Today however, I’m staring to see parents “helping” their kids with paper routes. The father for example will drive with the papers and the kid will deliver a few at a time and come back periodically to the vehicle to get more….jeepers.

Little House makes a great point in that parents need to be involved by teaching good financial concepts and lead by example. If parents are irresponsible, kids can often embrace these bad behaviors.

Little House says:

This is great advice. I think in some ways it’s more difficult to be a teen today; there’s so much stuff they want due to advertising and media. It’s also harder for them to get part time jobs, so they really don’t have an idea about earning money through work. Parents really need to lead by example and sadly many are doing a poor job when it comes to finances.

young says:

@Little House- For sure, Little House. It is difficult with media being so prevalent in our society and influencing the young adults/ teenagers out there. Bullying doesn’t help too! You don’t want your child bullied because he or she doesn’t have the newest gadget, but at the same time you don’t want to give in to their wants/whines.

I taught a business class last year, and all I can say is good luck trying to teach teenagers about money. Who needs life insurance when you’ll live forever? I can afford a 50K truck if I take out an 8 year car loan – I did the math! How can the government take away that much money from me! (ok, so this could also be me on any given payday, but I think I at least understand the principle behind it). It’s pretty crazy how clueless some are.

young says:

@T.M.- Hhahaha…”who needs life insurance when you’ll live forever”. Well, teenagers DO inherently have that notion of them being immortal. Did you set them all straight in the end? I think teaching teenagers ANYTHING will be difficult, let alone money. Though teaching teenagers about money is so essential.
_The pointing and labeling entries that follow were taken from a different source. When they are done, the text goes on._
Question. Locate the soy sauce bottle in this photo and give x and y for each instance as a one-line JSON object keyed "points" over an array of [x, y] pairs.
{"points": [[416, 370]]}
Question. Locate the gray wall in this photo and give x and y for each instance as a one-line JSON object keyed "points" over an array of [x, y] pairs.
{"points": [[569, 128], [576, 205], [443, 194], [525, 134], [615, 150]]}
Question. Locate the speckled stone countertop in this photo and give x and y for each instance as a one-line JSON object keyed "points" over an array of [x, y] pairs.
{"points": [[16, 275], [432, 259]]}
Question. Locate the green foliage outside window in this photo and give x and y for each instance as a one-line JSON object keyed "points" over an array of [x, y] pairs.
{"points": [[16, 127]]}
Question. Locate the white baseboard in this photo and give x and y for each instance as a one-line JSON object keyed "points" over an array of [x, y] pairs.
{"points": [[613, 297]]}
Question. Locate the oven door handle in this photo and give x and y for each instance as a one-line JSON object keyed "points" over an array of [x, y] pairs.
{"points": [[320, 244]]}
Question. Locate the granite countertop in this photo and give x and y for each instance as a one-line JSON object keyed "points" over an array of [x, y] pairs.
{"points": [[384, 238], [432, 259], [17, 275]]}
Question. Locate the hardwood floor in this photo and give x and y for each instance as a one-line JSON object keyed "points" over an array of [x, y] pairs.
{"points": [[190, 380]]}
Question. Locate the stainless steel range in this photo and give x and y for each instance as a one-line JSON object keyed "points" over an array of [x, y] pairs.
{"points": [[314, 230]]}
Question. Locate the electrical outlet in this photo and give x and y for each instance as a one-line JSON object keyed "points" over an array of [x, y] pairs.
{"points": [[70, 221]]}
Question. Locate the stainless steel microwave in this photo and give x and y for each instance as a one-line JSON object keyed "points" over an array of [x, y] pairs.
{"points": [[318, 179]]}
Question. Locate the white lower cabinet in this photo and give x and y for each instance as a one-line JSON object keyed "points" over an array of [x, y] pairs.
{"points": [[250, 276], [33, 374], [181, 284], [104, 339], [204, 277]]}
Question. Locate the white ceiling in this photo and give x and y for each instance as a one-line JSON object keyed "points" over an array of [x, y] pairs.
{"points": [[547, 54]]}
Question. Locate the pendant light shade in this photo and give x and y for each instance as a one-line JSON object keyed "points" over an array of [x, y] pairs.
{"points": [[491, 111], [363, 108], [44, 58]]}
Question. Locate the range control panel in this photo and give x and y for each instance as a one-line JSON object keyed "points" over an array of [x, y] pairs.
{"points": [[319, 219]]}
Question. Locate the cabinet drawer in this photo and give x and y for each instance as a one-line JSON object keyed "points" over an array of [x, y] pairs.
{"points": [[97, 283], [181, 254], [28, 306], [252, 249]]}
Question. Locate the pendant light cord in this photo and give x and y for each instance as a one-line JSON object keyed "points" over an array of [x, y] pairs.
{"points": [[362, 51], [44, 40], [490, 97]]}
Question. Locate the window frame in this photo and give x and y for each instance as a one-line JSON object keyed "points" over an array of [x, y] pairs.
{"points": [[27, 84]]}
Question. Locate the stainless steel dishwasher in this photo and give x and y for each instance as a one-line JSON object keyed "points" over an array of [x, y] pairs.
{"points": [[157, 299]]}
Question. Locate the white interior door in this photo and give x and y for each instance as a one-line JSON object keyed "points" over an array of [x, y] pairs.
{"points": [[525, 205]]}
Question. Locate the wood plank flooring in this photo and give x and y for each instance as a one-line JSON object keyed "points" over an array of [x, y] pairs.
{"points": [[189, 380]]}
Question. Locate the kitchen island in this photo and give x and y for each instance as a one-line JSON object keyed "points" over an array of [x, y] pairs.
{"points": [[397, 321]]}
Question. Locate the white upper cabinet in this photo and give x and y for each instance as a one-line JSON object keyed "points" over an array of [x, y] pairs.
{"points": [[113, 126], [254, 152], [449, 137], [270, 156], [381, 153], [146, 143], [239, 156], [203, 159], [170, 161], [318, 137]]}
Kids also don’t know where money come from. I guess this applies more to smaller kids, but I think it’s good to let them know that mom and dad work hard for the money and it doesn’t come from the ATM.
It’s my money to spend – I’ll try to teach the kid how to save and also teach the concept of matching. I plan to match his earning with Roth IRA contribution! We’ll see how it goes. 🙂

young says:

@retirebyforty- That’s a fantastic idea, retireby40! But you’ve got a long way to go before you’ll need to do that. I like the idea of teaching the child to save 30%, spend 30% and save another 30% for something in the near future.

Juan says:

It seems like a large part of all of this could just be remedied with some real world experience. Give a teenager a job and a car that needs to be paid for and then pretty quickly they are going to learn some real lessons about money.

young says:

@Juan- Definitely Juan. I started working when I was 14 (not even legal age to work in Canada hah) and I am the most savvy with money out of my siblings.